Les États-Unis ont le programme de réinstallation des réfugiés le plus important au monde, avec un total de 73 293 réfugiés dans le pays en 2010. Sur ce nombre, seulement 25 venaient de Corée du Nord. Étant donné que Jung Ah a maintenant la nationalité sud-coréenne, elle devrait passer par le même processus de visa que tout autre demandeur.
Etant donné qu’étudier aux États-Unis exigera de Jung Ah qu’elle finance sa propre éducation, elle espère trouver des débouchés professionnels tout en rendant visite à la famille d’un ministre californien qui l’a aidée à se rendre en Corée du Sud.
Elle serait de retour à Séoul dans deux mois, me dit-elle, si les choses ne se passent pas bien.

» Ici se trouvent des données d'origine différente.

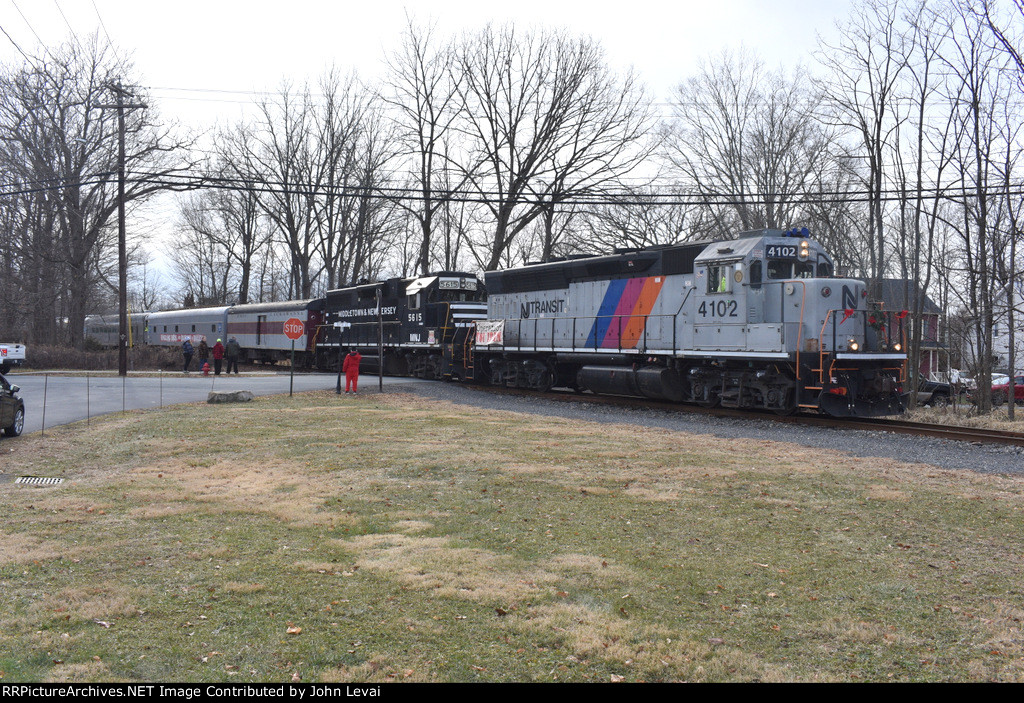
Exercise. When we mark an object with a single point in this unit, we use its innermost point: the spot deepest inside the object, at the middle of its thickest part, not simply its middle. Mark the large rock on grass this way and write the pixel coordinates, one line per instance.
(229, 397)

«Je ne sais pas si je rêve trop grand», dit-elle avec hésitation. "Je ne sais pas si je pourrai y arriver, mais c'est ce que je veux faire."
*
Quand Jung Ah m'a demandé de l'aider, je ne savais pas comment. Son niveau d'anglais de base rend difficile la recherche de nombreuses opportunités de travail. Je suppose que sa meilleure chance serait de tendre la main à la communauté américaine coréenne.
Moins d'une semaine plus tard, elle s'est envolée pour San Diego. Pendant son séjour là-bas, elle a témoigné lors d'une conférence d'église régionale en Californie, où elle a reçu quelques dons et plusieurs photographies indésirables.
Deux mois plus tard, Jung Ah est rentré à Séoul. En entendant sa voix au téléphone, je m'attendais à ce qu'elle sonne vaincue. Elle pas.
[Remarque: cette histoire a été produite par le programme Glimpse Correspondents, dans lequel des écrivains et des photographes élaborent des récits longs pour Matador.]